Any witches in your family history?
Updated: Oct 22, 2021
I once read a fascinating article in Family Tree magazine (15 years ago, as it turns out!) about someone's ancestor who’d been accused of being a witch. I remember reading that the author of the piece had traced her family back to the early 1700s, hoping to uncover the truth behind the family story, only to be shocked to find that the incident had actually taken place in 1906!
The poor elderly woman had been accused of witchcraft after being consulted by a local family to help find some stolen money. Several members of the family went on to suffer distress and mental illness –one ending up in an asylum – the implication being that it was the old woman's fault.
A year later, she was taken to court for "bewitching" two cows and three pigs which had died. Thankfully, the case was dismissed, due to the support of the many people who wrote letters testifying to her good character and to her skills as a herbalist.
I realise that the story must have been in the back of my mind when I was writing the latest Esme Quentin mystery, The Fear of Ravens, which was published this week. The initial inspiration for the book came from the fact that Bideford, in North Devon, the town near to where I used to live, has the infamous history of being the home of the last women in England to be hanged for witchcraft in 1682. The story has always intrigued me.

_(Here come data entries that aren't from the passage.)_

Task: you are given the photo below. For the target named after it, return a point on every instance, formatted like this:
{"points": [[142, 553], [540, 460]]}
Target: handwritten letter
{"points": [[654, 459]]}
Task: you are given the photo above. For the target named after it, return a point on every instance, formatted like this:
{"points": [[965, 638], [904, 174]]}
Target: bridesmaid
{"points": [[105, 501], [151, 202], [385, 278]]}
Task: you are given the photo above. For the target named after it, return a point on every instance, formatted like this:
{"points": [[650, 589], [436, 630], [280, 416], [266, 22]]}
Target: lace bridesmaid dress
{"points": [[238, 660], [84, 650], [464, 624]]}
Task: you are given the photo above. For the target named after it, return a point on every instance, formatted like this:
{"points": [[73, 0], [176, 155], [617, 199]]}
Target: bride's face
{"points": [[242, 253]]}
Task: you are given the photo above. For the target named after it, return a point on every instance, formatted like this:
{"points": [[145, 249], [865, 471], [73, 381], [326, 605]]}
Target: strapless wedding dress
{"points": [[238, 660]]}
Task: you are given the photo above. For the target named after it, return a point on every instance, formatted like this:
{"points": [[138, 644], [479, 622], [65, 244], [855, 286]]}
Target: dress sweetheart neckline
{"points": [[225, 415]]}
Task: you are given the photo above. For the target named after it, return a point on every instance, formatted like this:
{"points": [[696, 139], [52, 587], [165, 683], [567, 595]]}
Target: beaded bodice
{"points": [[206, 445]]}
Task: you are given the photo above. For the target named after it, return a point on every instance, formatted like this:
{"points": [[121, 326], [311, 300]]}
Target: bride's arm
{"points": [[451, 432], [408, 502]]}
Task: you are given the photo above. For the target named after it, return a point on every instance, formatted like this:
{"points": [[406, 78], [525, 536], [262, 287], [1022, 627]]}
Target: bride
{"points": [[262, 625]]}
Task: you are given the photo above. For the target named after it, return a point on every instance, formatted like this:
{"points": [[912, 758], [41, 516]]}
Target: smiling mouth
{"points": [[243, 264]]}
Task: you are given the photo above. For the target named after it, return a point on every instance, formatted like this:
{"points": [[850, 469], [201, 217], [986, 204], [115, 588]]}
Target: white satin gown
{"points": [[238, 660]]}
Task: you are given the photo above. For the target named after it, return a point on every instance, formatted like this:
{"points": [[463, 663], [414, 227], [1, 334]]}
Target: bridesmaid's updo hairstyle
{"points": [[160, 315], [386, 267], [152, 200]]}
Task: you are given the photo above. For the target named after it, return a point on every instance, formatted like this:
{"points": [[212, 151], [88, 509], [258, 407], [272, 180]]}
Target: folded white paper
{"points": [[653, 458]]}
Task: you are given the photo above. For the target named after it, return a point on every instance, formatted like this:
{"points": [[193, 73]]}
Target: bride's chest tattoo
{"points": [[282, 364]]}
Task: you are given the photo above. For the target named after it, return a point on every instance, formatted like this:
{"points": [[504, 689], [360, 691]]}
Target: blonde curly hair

In The Fear of Ravens, Esme is drawn into the sinister past of two families when researching the history of an old mil. Here’s the blurb...
Two families haunted by a sinister past
When Esme Quentin is engaged to research the history of an ancient mill owned by her client, Anna Brannock, she stumbles upon a bitter family feud, tales of witchcraft and a century-old allegation of murder.
As Esme digs deeper, the past begins to converge on the present, when Anna becomes the target of a disturbing campaign, echoing menacing events from many years before.
Can a 19th century curse still wield its formidable power? What connects Anna with the 24 year-old mystery concerning the whereabouts of the charismatic Ellen Tucker?
Esme must uncover the truth to save Anna from becoming a 21st century victim, in a cruel repetition of her ancestor’s merciless fate.
Out of curiosity, I went in search of the aforementioned Family Tree magazine article and dug it out to re-read it. To my surprise I discovered that the ancestor charged had been called Ellen, the same name as the mystery woman in my own book. Spooky!
Clearly, the piece had had an even greater influence on me than I realised.